What she did not say - perhaps because she did not know - was that the short form would take a very long time to complete. Between 14 and 16 hours, it seems. However, if the would-be threshold-crossers still have the energy to file a complaint about time-wasting or the humiliation of having to write what amounted to a begging letter, they should perhaps direct their objections to: Wisconsin Centre for Education Research, 1025 West Johnson Street, 7th Floor, Madison, Wisconsin 353706. For, arguably, it is Wisconsin's Professor Allan Odden who is ultimately responsible for the threshold shenanigans. His arguments in favour of a private-sector-style rewards system, which were set out in Paying Teachers for What They Know and Do (1997), appear to have had a profound impact on the UK Government's thinking.
Many teachers are, of course, fundamentally opposed to this new US import. To them, the usiness salary model, and its language of "inputs" and "outputs", constitute a new, alien way of regarding the transaction between teacher and learner. But if we are to retain and reward good teachers we cannot go on simply paying them all the same regardless of how little or how much they contribute to pupils' learning.
It is, however, disappointing that yet another major education reform has been mishandled. The threshold training for heads was sometimes farcical (stories abounded of poorly-briefed trainers parroting passages from documents that had been couriered to them the day before).
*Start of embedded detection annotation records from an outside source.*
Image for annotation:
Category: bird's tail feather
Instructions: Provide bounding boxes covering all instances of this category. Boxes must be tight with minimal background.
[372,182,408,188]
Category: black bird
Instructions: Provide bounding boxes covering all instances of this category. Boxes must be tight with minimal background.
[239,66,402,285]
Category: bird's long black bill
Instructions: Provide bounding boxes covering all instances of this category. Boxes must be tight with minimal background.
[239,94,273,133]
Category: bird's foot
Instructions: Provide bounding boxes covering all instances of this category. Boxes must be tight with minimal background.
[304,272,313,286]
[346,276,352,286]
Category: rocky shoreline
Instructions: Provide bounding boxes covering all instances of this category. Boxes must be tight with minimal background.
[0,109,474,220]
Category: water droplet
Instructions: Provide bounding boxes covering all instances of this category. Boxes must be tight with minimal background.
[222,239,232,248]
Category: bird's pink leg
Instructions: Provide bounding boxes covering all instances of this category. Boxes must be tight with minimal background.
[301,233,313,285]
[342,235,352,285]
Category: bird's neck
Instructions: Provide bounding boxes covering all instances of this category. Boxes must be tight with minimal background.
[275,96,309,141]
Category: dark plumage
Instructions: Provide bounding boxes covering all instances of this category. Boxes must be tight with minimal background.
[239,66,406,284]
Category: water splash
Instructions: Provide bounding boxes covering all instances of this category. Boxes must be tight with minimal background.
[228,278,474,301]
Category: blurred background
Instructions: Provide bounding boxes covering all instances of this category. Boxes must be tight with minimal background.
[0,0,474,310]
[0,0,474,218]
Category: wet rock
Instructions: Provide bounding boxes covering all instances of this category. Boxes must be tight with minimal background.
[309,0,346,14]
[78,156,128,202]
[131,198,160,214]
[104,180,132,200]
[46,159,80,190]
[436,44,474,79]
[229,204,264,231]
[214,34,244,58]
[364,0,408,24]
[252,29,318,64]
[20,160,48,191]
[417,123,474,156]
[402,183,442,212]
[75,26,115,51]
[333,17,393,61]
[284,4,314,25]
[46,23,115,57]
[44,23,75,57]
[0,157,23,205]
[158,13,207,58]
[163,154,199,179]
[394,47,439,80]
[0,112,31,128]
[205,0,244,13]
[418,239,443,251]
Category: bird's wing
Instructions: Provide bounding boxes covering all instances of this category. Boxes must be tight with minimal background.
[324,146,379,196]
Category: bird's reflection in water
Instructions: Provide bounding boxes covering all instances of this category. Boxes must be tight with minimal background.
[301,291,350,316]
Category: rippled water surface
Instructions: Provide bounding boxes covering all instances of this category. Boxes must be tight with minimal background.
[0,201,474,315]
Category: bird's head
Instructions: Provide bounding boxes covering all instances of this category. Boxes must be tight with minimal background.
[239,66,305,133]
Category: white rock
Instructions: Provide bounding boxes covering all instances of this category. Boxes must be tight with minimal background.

Intolerable burdens have been imposed on teachers and heads at one of the busiest times of the year, and there are continuing worries about the quality of the scheme's outside assessors, let alone the inevitable recriminations over rejected applications.
It is all reminiscent of the recent rash of "home make-over" TV shows - but rather less entertaining. "You have 24 hours to transform the curriculum pay system ... we will be back to inspect your paintwork tomorrow." The education service should not be treated like this, but it always is.